Christian Gerhaher offers Die schöne Müllerin in Song and Verse


Schubert: Die schöne Müllerin, Christian Gerhaher (baritone), Gerold Huber (piano), Opernhaus Zurich, Zurich, 15.6.2016. (RP)

Christian Gerhaher (right) and Gerold Huber (left) © Alexander Basta.

Christian Gerhaher (right) and Gerold Huber (left) © Alexander Basta.

Franz Schubert composed Die schöne Müllerin in 1823 when he was in his mid-twenties. With it, he came as close to perfection as possible in what was then an emerging musical form, the song cycle. The texts are based on poems by Johann Ludwig Wilhelm Müller, who wrote: “My songs lead but half a life, a paper existence of black and white, until music breathes life into them.” Müller, like Schubert, died young, probably without knowing that Schubert had done more than set his texts to music, he had created a masterpiece.
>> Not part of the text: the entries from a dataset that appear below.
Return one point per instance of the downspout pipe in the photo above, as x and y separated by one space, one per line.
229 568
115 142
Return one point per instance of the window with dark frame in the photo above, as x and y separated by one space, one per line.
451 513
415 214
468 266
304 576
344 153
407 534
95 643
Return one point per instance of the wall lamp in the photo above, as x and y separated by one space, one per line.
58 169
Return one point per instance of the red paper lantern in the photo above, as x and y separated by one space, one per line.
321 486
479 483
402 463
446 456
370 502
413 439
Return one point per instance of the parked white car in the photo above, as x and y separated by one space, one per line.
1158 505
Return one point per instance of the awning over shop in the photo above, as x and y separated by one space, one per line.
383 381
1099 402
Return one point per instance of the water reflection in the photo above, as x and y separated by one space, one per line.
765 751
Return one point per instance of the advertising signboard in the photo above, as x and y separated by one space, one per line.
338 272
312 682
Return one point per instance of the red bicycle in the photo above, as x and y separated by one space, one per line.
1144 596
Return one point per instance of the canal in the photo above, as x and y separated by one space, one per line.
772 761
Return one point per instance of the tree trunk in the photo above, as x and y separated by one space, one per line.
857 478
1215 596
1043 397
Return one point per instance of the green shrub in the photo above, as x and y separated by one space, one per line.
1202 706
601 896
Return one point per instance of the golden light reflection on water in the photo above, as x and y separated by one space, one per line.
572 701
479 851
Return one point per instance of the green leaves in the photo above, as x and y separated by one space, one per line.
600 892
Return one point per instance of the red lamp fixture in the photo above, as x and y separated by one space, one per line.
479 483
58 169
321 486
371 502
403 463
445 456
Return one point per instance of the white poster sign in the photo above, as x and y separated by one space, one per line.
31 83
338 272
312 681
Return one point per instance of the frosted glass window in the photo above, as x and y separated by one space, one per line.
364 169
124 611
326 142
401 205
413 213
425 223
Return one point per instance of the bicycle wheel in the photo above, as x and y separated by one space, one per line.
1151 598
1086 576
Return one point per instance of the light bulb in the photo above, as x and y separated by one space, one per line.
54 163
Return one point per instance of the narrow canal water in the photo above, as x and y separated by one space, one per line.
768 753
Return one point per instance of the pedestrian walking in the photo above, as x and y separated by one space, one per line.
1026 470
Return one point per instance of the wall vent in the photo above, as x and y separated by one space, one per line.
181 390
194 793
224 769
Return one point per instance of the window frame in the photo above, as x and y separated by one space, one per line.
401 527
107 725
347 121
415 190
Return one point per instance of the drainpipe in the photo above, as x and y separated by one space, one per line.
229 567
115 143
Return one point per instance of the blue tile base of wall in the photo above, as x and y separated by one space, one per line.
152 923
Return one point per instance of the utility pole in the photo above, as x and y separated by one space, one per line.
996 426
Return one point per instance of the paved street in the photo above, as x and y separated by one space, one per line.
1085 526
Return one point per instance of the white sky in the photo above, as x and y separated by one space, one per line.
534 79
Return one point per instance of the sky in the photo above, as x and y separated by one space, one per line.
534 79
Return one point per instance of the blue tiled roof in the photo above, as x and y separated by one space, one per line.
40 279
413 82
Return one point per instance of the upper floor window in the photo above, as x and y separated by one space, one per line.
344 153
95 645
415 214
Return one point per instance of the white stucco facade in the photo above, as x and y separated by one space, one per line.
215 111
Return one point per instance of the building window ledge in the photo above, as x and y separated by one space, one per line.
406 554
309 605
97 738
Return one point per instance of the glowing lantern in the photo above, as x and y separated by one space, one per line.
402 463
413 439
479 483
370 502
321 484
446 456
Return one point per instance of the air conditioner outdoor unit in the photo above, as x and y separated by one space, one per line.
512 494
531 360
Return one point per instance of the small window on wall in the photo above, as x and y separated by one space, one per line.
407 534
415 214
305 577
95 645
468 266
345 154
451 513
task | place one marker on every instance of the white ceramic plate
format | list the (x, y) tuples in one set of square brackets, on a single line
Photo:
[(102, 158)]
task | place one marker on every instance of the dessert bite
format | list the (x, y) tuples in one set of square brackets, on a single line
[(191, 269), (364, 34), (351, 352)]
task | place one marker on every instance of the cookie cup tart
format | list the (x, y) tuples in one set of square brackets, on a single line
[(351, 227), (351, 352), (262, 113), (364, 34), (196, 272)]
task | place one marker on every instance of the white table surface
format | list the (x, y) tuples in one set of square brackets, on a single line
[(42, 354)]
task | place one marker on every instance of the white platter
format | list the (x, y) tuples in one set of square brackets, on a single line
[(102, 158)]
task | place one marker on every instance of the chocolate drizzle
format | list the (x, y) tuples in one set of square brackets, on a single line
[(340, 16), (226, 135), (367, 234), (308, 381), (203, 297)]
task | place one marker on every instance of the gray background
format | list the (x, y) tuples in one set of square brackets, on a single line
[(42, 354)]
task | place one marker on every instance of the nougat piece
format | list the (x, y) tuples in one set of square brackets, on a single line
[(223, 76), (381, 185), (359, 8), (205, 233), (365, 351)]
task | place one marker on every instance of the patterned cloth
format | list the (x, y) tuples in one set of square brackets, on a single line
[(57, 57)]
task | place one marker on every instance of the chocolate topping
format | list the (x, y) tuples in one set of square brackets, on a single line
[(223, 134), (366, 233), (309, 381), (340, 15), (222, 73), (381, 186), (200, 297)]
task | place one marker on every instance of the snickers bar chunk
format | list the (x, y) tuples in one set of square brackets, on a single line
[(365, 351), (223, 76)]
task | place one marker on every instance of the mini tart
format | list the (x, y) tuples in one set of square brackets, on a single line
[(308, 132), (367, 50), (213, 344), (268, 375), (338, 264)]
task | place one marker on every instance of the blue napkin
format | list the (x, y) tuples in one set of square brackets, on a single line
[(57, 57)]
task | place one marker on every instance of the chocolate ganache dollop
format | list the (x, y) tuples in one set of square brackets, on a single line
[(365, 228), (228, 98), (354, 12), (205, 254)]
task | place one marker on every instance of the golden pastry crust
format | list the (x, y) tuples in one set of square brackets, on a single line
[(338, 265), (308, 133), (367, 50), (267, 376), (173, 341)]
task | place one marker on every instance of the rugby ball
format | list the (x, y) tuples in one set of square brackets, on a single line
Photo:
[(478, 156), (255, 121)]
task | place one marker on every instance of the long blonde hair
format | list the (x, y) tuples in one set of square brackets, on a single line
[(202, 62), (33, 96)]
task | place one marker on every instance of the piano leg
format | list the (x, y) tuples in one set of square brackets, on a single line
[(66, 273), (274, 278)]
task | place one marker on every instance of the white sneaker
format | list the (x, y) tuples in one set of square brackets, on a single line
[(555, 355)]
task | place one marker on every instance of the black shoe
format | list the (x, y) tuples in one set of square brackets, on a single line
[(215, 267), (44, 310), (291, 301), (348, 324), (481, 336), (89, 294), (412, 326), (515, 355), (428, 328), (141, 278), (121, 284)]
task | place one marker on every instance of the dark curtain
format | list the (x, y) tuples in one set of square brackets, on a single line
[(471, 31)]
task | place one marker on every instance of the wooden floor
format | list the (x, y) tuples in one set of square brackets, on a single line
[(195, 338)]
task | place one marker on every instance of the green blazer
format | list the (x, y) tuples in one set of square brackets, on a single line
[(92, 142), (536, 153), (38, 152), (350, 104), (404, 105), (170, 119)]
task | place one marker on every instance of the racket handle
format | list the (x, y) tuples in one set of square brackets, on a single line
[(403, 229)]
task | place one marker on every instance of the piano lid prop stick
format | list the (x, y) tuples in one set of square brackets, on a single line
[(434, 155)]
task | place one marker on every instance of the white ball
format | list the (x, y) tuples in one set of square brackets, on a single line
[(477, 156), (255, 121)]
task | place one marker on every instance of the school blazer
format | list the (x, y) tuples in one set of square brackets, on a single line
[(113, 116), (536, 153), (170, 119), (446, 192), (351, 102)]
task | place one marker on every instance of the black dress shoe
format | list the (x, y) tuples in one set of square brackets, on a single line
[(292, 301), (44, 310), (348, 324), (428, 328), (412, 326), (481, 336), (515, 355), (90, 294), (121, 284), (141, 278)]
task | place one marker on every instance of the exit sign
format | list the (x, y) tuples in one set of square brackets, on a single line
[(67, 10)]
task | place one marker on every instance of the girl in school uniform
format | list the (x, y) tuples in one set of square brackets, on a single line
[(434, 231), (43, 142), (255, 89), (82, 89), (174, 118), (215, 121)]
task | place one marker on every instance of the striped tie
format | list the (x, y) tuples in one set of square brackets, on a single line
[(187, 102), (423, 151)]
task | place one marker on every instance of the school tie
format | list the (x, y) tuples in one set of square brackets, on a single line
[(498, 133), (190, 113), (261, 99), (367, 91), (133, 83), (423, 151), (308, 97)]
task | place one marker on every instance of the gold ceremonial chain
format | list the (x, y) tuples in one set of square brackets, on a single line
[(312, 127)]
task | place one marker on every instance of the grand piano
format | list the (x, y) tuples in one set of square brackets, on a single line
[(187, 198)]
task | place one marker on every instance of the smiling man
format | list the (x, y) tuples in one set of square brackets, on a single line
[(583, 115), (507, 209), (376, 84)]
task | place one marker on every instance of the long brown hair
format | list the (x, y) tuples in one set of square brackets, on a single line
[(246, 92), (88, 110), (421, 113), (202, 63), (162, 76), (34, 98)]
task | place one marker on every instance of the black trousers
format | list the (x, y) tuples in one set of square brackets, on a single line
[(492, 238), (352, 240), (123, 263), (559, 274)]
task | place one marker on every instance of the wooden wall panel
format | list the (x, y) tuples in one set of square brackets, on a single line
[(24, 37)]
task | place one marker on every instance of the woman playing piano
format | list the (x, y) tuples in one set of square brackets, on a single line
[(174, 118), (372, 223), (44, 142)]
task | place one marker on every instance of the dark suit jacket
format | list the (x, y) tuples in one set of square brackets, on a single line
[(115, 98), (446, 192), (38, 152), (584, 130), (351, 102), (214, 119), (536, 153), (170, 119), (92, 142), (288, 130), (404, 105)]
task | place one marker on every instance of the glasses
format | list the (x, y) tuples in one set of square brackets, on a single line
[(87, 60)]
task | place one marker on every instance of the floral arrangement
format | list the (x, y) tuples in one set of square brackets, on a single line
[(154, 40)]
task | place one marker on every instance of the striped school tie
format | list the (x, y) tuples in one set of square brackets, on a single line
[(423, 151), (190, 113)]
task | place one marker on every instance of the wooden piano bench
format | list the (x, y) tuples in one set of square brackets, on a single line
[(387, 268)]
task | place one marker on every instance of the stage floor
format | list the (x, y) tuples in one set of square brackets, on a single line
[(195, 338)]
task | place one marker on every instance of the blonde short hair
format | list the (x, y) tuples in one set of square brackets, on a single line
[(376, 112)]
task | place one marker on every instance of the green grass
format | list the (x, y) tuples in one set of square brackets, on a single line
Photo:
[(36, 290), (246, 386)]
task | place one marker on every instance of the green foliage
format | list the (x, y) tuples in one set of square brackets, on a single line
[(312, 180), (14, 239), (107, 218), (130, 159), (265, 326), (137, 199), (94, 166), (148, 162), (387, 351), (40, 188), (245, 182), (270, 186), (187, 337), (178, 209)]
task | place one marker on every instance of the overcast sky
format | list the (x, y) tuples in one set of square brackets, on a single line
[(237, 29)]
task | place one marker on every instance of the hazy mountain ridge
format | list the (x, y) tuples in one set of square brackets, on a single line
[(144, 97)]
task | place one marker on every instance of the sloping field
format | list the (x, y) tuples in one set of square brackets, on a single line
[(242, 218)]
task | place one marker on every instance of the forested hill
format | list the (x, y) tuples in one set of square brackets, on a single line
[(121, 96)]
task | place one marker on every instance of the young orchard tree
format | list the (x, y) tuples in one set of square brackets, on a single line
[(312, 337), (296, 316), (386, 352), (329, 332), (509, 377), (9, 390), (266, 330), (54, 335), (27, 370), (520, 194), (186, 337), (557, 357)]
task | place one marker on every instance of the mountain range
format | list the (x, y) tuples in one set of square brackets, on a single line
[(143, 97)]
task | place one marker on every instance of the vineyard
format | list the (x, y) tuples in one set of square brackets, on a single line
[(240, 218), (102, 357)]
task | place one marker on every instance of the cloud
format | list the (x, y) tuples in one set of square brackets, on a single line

Die schöne Müllerin tells the tale of a wanderer whose constant companion is the brook along which he travels; it leads him to a mill and to the lovely young girl who lives there. His happiness is shattered with the appearance of a hunter, who wins the heart of the maiden. Distraught, he continues on, with the brook promising him rest and release from his sorrows. I choose to think that the sound of the water brings him much needed sleep, but it may just as well be his watery grave.

The hallmarks of baritone Christian Gerhaher’s singing are his seamless legato in combination with the clear articulation of text. Each breath and pause are an integral part of the musical line. His rolled “r’s” are remarkably executed and such a wonderful part of the fabric of his singing. Certain words, often those resting higher in his range, were attacked with more force and effort, however, than one might expect, leaving one to wonder if this was driven by musical inspiration or physical necessity. In what is basically a narrative, Gerhaher took every opportunity to create a character. In “Am Feierabend,” the miller’s statement that the young man’s work pleases him was delivered in a stolid, almost hollow tone. There was utmost simplicity, almost naïveté, in “Der Neugierige” as the young man muses, then asks the ever-present brook if this new sensation can be love. The unbridled joy of “Ungeduld” and the sheer triumph of “Mein!” turn to anger when he senses the threat posed by his rival, and ultimately to desperation as his dreams are shattered. In the final song, “Des Baches Wiegenlied,” true warmth is reserved for the brook which provides solace and lulls him to sleep.

Schubert did not set all of Müller’s poems to music. In his program notes, Gerhaher writes that three of them – “Das Mühlenleben,” “Erster Schmerz, letzter Scherz,” and “Blümlein Vergissmein” – provide insights into life at the mill, the protagonist’s emotional development, and his problematic personality. Gerhaher recited the poems where they fit into the narrative. As this was a predominantly, if not an entirely, German-speaking audience, there was no question of understanding the texts. Once again, it was the phrasing that was so impressive. With just the spoken word, Gerhaher created the same sense of drama as when singing, transitioning seamlessly to the moment when pianist Gerold Huber’s fingers touched the keys and instantly carried the mood forward.

Huber was Gerhaher’s equal in all respects. Schubert gave the piano its own independent voice in the cycle, and it is called upon to create the sounds of a bubbling brook, the rhythm of the water mill, the strumming of a lute, and, forebodingly, the call of a hunter’s horn. The emotional arc that the young man experienced was as deftly expressed in the piano as it was in the voice – maybe more so. Watching Huber play was also a delight, as his head bobbed ever so slightly and his mouth voiced silent words and sounds in wonder and awe, as if he were discovering the music’s delights and depths for the first time.

Gerhaher is one of the finest exponents of this craft. His impeccable musicianship, sensitivity to text, and burnished, lyric baritone are ideally suited to the repertoire. The full house at the Zurich Opera was testament to his renown. The artists, holding large bouquets of deep pink peonies, were repeatedly recalled to the stage and rewarded with a standing ovation. Both appeared at once exhilarated and emotionally drained by their efforts. For the audience, it was the same journey, rewarded in the end by the gentle, soothing brook meandering along its path. It was a cathartic experience.